The World Socialist Web Site has made clear on countless occasions its opposition to the LTTE’s perspective of carving out a new capitalist nation-state on ethnic lines and its tactics, which have included indiscriminate violence against Sinhalese workers and peasants.
Responsibility for the civil that has convulsed Sri Lanka for the past 23 years, however, falls squarely on the Sri Lankan bourgeoisie and its imperialist backers. At the birth of an independent Sri Lanka in 1948, the parties of the Sri Lankan bourgeoisie stripped the Tamil plantation workers (the so-called Indian Tamils) of citizenship rights. In the 1950s, Sinhalese was made the country’s sole official language. Fifteen years later, further steps were taken to reduce the minority Tamil population to second-class status, with the passing of a constitution that proclaimed Buddhism, the majority religion of the Sinhalese, the state religion, and the enacting of quotas to limit Tamils’ access to higher education. Civil war ultimately erupted in 1983 shortly after a state-orchestrated anti-Tamil pogrom.
At Monday’s press conference, Day and Foreign Affairs Minster Peter MacKay rejected criticisms from Canadian Tamils that their proscribing of the LTTE will impede the effort to reach a permanent peace settlement between the LTTE and the Sri Lankan political establishment.
But there is no question that the Sri Lankan ruling elite and the Sinhalese chauvinists have enthusiastically welcomed the Canadian government’s decision, which they believe strengthens their hand against the LTTE by lending credence to their claims that the LTTE is not a suitable peace partner, and threatening the LTTE’s ability to raise funds in Canada, the country with the largest Sri Lankan Tamil population outside South Asia.
The state-run Daily News crowed that the Canadian ban will “place the Government delegation” at coming peace talks on “a sounder-footing” knowing “that at last the world community is gradually coming to its assistance vis-a-vis the LTTE.”

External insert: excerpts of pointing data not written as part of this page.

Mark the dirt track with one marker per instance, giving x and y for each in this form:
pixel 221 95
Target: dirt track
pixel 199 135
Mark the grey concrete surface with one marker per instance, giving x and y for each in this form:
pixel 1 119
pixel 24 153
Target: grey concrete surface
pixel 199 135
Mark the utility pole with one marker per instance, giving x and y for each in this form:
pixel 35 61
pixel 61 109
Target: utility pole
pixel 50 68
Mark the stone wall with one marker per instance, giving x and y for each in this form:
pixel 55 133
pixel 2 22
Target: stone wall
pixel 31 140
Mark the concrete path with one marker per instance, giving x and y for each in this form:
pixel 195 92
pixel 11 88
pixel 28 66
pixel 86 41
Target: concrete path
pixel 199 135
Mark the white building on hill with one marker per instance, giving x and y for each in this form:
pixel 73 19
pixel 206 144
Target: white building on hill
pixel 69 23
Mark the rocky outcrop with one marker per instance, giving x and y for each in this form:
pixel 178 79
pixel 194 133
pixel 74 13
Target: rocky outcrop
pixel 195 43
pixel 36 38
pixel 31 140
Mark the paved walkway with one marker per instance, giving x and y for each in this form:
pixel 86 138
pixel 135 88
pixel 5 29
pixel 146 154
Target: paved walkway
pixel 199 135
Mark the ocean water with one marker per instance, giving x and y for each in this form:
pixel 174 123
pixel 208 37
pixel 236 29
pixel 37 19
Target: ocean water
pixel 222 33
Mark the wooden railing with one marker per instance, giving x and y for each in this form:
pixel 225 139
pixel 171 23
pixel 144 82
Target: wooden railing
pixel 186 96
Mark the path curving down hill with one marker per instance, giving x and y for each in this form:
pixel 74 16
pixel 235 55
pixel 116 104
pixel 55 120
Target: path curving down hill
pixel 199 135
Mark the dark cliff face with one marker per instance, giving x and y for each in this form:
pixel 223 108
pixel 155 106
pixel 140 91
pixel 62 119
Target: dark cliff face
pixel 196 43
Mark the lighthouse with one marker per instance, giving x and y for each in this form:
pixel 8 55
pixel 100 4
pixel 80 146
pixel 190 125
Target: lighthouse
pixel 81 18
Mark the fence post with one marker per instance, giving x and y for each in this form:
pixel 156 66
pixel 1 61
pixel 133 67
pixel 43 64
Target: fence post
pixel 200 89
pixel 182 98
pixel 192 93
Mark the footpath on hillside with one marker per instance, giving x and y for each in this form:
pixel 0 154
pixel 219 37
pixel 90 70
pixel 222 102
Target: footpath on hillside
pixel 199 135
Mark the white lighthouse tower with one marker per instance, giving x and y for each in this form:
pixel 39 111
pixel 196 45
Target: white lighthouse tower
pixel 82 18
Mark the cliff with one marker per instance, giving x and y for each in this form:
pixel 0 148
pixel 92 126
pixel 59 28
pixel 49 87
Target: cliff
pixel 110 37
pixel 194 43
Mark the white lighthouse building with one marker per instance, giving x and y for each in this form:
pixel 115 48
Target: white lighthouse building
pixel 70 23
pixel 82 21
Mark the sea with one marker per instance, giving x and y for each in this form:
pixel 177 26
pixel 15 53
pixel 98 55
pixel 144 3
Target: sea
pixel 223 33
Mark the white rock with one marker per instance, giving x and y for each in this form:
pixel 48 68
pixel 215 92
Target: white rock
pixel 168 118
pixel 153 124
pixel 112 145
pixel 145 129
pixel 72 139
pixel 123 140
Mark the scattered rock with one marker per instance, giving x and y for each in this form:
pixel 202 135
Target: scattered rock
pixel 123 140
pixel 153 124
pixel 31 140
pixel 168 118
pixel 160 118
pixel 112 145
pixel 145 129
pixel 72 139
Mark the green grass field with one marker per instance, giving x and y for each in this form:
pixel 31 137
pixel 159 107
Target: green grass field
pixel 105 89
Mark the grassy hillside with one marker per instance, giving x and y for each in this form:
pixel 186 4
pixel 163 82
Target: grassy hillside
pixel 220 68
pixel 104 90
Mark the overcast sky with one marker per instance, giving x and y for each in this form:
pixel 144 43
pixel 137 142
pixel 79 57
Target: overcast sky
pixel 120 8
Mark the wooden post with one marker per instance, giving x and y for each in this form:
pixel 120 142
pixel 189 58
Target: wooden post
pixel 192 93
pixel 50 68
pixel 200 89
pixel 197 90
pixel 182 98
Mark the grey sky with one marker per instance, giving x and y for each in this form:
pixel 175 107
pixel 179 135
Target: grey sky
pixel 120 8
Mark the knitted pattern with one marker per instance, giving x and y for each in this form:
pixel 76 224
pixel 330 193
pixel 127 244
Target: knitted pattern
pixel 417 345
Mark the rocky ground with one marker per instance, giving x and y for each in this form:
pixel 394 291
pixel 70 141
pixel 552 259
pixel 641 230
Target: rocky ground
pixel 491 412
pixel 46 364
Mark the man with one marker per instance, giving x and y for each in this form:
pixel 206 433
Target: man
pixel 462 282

The Island, a right-wing and aggressively communal newspaper, urged the European Union to follow the lead of Canada’s Conservative government: “Canada has realized the danger of giving a terror group a free hand and told it where to get off at long last. It is now up to EU to follow the suit, without further prevarication....”
The Buddhist monk-led National Heritage party (JHU), one of the most militant voices of Sinhala chauvinism, coupled praise for the Canadian government decision with criticism of the Sri Lankan government for not taking an even more aggressive stand against the LTTE.
The Norwegian-led Sri Lanka Monitoring Mission (SLMM) has warned repeatedly that the truce that has been in effect since February 2002 is on the verge of collapse and that the country will soon plunge back into all-out civil war.
The Canadian ban on the LTTE encourages those forces in the Sri Lankan elite and their Sinhalese chauvinist petty bourgeois allies who prefer ratcheting up the pressure on the LTTE and risking plunging the country anew into civil war to ceding significant power to the LTTE in a federal or confederal state. It thus abets those who would lead the people of Sri Lanka into a new abyss of violence and terror.
The Conservative government’s ban on the LTTE is the latest in a series of actions the new government has taken to shift Canada’s foreign policy and geo-political posture sharply to the right. Canada was one of the first governments in the world to announce that it was cutting off funding to the Palestinian Authority after Hamas took over the reins of government. Last month, Prime Minister Stephen Harper made a three-day visit to Afghanistan to underline his government’s commitment to a long-term Canadian Armed Forces intervention there and his intention to pursue a more “robust” foreign and military policy that will make, to use his words, the great powers of the world take notice.